I nod, and a salty tear runs into my mouth. “He does.”

What was it he said to me the day we made love? “I love you, and I’m afraid you’re going to ruin your life because of it.” Turns out, it wasn’t my life he needed to worry about.

21

SHE LOOKS terrified and she’s staring at the babies’ heart-rate monitors like their hearts might stop beating if she turns away.

“She’s doing great,” Liz says, patting Hanna’s arm. “No more contractions since they started her on the meds.

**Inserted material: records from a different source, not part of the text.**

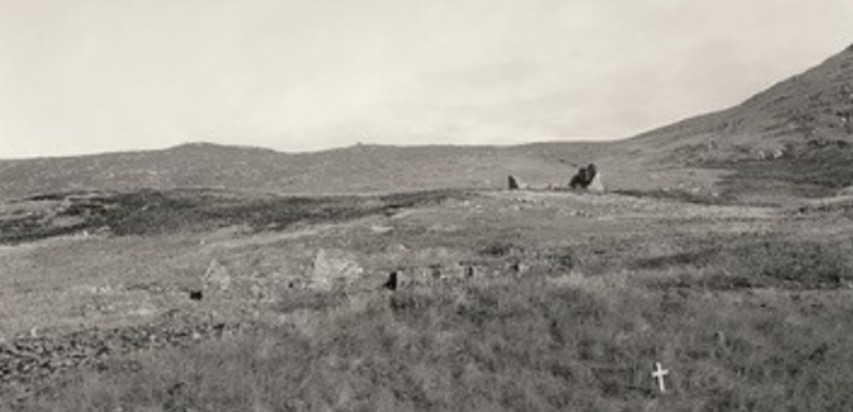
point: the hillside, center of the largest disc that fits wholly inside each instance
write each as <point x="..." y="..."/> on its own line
<point x="357" y="169"/>
<point x="790" y="141"/>
<point x="807" y="111"/>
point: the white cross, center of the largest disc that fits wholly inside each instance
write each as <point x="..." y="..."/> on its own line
<point x="658" y="374"/>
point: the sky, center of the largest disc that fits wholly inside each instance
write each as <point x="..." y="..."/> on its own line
<point x="87" y="76"/>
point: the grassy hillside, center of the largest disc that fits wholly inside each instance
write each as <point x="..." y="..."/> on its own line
<point x="814" y="107"/>
<point x="358" y="169"/>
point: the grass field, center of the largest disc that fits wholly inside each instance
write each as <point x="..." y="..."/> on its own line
<point x="516" y="301"/>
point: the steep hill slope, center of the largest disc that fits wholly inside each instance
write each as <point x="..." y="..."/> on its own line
<point x="357" y="169"/>
<point x="807" y="111"/>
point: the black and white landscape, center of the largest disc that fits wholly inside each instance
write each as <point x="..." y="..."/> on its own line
<point x="705" y="265"/>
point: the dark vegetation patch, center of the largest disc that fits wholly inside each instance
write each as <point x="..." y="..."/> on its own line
<point x="741" y="264"/>
<point x="700" y="198"/>
<point x="820" y="170"/>
<point x="150" y="212"/>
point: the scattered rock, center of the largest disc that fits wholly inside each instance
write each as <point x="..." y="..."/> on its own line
<point x="333" y="266"/>
<point x="391" y="283"/>
<point x="512" y="183"/>
<point x="588" y="178"/>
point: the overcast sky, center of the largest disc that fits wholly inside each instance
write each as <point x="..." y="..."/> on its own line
<point x="84" y="76"/>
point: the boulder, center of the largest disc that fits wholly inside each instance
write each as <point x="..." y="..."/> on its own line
<point x="512" y="183"/>
<point x="334" y="266"/>
<point x="587" y="178"/>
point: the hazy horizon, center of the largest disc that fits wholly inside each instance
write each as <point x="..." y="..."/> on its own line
<point x="90" y="76"/>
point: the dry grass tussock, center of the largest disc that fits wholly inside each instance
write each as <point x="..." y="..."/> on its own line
<point x="513" y="346"/>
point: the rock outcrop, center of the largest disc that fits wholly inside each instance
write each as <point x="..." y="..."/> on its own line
<point x="588" y="178"/>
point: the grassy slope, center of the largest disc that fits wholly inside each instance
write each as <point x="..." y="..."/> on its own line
<point x="745" y="306"/>
<point x="360" y="169"/>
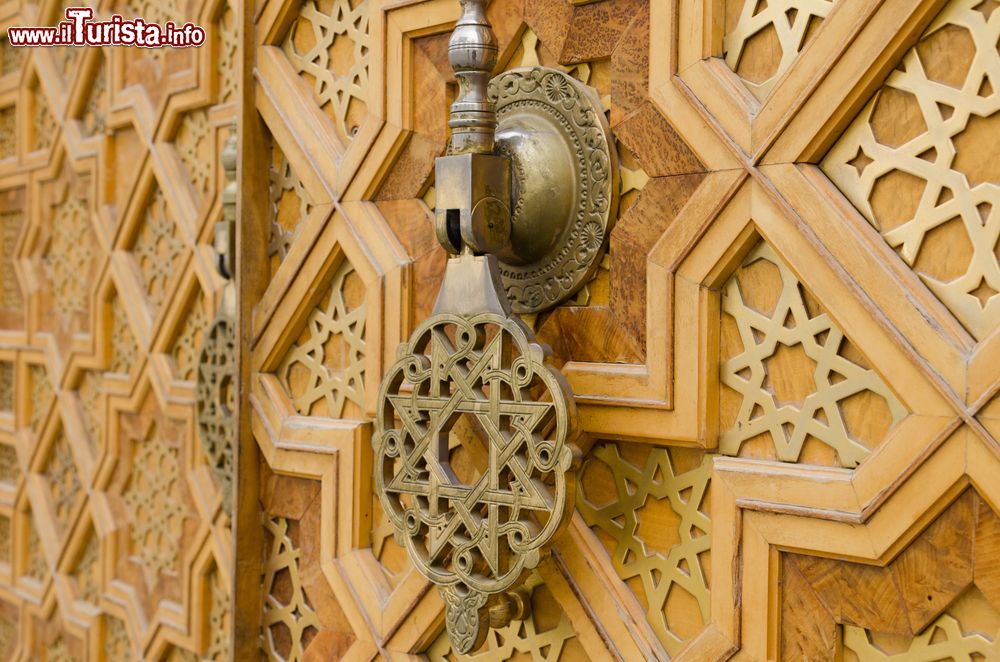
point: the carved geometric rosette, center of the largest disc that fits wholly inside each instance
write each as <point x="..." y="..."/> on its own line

Babies are healthy and strong. Now we just have to keep them cooking for a while longer.”

“Have you called Nate?” I ask Hanna.

Liz speaks before Hanna can reply—or maybe she just knows she won’t. “He’s spending Christmas with his son.”

“He can’t be in both places at once,” Hanna murmurs, almost to herself.

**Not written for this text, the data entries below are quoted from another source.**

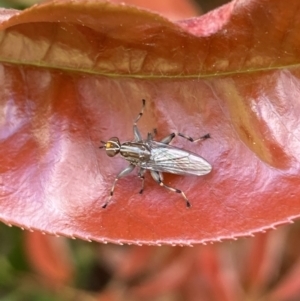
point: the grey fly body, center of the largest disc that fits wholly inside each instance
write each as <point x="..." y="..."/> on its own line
<point x="157" y="157"/>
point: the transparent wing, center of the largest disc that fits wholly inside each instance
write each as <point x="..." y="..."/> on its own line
<point x="167" y="158"/>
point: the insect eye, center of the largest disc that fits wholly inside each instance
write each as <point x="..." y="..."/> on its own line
<point x="112" y="147"/>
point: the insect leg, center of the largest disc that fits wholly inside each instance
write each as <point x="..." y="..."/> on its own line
<point x="158" y="177"/>
<point x="141" y="176"/>
<point x="136" y="132"/>
<point x="152" y="135"/>
<point x="122" y="174"/>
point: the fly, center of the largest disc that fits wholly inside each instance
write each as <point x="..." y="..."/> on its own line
<point x="157" y="157"/>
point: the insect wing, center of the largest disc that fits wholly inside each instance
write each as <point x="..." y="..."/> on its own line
<point x="167" y="158"/>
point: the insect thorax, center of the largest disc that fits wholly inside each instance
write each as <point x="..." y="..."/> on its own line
<point x="135" y="152"/>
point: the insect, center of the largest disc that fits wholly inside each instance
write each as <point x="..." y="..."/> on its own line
<point x="157" y="157"/>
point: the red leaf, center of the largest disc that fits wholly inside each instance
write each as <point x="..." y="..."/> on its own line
<point x="74" y="73"/>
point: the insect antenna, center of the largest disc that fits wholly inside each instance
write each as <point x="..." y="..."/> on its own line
<point x="102" y="146"/>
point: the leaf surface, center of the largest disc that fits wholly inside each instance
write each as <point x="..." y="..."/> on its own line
<point x="73" y="73"/>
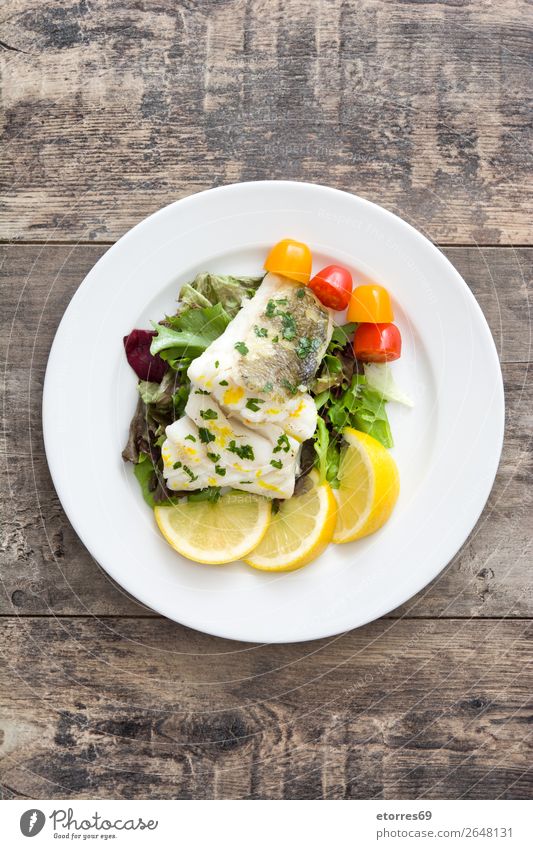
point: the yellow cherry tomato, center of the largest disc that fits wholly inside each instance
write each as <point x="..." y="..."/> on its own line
<point x="370" y="304"/>
<point x="290" y="259"/>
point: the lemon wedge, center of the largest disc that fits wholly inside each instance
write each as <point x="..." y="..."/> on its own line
<point x="299" y="531"/>
<point x="215" y="533"/>
<point x="369" y="486"/>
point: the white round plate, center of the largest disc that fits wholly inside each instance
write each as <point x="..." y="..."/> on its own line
<point x="447" y="447"/>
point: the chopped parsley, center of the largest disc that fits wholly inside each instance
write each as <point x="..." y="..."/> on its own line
<point x="283" y="444"/>
<point x="205" y="435"/>
<point x="211" y="493"/>
<point x="289" y="326"/>
<point x="245" y="452"/>
<point x="307" y="346"/>
<point x="290" y="386"/>
<point x="270" y="310"/>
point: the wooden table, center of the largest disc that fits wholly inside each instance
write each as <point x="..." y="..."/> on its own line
<point x="113" y="109"/>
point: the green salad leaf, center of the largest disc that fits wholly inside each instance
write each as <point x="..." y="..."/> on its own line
<point x="327" y="449"/>
<point x="362" y="408"/>
<point x="224" y="289"/>
<point x="188" y="334"/>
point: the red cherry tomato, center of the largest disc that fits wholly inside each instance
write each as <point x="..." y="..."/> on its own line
<point x="332" y="286"/>
<point x="377" y="343"/>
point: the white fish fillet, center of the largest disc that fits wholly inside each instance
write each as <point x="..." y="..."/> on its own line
<point x="246" y="414"/>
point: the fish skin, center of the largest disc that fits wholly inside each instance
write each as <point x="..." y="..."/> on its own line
<point x="278" y="363"/>
<point x="254" y="394"/>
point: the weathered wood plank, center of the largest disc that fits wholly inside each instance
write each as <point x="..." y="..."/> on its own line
<point x="144" y="708"/>
<point x="113" y="109"/>
<point x="45" y="568"/>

Liz frowns, exhaustion marking her features, but she pats Hanna’s arm again. “He’d be here if he knew. Someone’s being stubborn.”

“Have you been here all day?” I ask Liz.

She nods. “It’s no big deal. She’s my sister.”

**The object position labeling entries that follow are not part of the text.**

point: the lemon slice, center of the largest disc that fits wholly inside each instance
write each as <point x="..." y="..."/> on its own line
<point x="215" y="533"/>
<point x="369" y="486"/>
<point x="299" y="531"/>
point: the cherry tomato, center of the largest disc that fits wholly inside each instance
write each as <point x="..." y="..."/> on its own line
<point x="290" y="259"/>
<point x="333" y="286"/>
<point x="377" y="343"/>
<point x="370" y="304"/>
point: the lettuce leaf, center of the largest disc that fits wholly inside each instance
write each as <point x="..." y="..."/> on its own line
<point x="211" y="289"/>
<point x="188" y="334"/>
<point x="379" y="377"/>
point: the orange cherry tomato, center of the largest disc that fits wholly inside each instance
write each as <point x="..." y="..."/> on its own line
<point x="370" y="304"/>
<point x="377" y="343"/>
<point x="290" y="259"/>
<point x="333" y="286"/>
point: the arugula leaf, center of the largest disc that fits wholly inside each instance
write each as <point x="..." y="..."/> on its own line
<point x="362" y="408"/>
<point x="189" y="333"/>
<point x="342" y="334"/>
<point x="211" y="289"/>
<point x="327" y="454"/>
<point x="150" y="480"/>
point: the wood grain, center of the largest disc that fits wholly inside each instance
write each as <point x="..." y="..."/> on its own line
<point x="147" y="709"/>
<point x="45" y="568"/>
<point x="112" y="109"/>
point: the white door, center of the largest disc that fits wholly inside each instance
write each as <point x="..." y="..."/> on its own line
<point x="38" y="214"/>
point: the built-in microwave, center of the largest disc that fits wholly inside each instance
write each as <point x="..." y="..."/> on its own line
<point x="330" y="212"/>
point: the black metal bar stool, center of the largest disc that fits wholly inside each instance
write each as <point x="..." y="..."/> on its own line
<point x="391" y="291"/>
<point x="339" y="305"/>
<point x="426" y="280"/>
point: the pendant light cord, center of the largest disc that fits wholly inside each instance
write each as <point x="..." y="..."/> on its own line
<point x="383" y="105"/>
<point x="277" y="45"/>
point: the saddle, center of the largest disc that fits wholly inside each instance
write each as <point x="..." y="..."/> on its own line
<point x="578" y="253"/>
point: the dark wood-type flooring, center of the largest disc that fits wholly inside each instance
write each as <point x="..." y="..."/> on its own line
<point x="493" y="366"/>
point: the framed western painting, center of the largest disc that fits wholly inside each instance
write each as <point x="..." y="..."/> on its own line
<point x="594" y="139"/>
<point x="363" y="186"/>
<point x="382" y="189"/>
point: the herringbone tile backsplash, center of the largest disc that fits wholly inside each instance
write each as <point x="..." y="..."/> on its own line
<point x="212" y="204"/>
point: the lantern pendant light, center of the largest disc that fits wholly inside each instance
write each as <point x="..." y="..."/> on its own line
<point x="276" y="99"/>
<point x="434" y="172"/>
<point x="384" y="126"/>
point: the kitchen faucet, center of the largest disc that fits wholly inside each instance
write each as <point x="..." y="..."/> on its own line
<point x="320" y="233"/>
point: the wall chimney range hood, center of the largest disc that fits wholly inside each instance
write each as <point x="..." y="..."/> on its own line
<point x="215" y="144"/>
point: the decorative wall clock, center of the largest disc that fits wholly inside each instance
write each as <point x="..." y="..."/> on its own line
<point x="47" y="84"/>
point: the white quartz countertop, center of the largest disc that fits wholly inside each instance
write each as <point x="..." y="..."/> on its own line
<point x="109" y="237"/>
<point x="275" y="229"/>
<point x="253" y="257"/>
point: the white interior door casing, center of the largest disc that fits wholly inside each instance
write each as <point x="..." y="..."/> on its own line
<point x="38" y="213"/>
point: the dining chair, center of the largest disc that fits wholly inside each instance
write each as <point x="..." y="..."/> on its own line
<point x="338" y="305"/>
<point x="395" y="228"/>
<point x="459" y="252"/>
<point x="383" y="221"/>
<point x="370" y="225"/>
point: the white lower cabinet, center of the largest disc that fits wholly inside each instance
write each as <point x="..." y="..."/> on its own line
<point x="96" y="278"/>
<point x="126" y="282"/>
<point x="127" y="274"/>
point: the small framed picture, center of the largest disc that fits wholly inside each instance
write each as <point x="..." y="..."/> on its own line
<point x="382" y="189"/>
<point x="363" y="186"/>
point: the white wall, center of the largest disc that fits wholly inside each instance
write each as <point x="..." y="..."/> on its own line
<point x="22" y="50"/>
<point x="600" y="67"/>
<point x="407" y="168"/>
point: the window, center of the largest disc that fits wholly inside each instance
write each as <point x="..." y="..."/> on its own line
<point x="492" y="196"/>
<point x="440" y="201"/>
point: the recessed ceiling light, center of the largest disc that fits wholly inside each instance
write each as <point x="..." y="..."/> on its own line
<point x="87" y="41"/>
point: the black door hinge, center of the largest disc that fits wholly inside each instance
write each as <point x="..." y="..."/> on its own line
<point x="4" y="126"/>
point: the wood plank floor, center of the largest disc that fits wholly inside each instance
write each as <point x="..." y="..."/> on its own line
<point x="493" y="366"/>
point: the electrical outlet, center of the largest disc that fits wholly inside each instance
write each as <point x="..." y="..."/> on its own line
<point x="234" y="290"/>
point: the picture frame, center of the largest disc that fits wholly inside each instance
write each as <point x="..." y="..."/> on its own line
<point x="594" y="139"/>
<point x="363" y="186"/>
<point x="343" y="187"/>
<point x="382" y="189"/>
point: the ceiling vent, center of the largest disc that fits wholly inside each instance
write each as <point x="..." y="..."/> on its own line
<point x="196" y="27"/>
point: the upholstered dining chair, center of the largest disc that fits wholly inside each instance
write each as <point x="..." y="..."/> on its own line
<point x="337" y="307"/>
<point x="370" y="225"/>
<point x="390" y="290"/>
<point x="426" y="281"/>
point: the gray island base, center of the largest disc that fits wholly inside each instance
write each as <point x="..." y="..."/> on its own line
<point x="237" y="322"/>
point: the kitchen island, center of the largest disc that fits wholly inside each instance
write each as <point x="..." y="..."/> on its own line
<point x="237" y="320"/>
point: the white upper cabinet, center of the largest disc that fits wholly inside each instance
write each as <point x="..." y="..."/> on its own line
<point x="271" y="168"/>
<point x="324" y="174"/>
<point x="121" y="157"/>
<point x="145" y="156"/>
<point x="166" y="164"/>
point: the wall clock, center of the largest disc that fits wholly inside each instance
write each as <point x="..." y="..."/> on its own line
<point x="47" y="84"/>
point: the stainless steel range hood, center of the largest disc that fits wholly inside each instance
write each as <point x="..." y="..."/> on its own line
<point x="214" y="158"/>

“Take a break. I’ll stay with her for a while. She won’t be alone.”

Relief lightens her smile. “Thanks.”

“I’m so scared,” Hanna whispers when Liz is gone. “I don’t know if I can do this.”

I sink into the chair between her bed and the monitors so she’ll see me while we talk without having to take her attention completely off the graphs of the babies’ heartbeats. “Everything looks good. They can do amazing things to stop preterm labor.”

“It’s not that. It’s that I don’t know the first thing about being a mom.”

Taking her hand, I squeeze her fingers. “You’re going to be amazing.”

“I’m scared to do this alone.”

“You won’t be alone. We’re all here for you. You know that.”

A tear escapes her eye and rolls onto the pillow. “I’m so sorry for what I put you through.”

My heart squeezes so hard and tight and painful that I can hardly breathe. “Hanna…”

“I am. You sacrificed everything for me, and how did I repay you? By doubting you? By stringing you along? By falling in love with another man? Will you ever be able to forgive me?”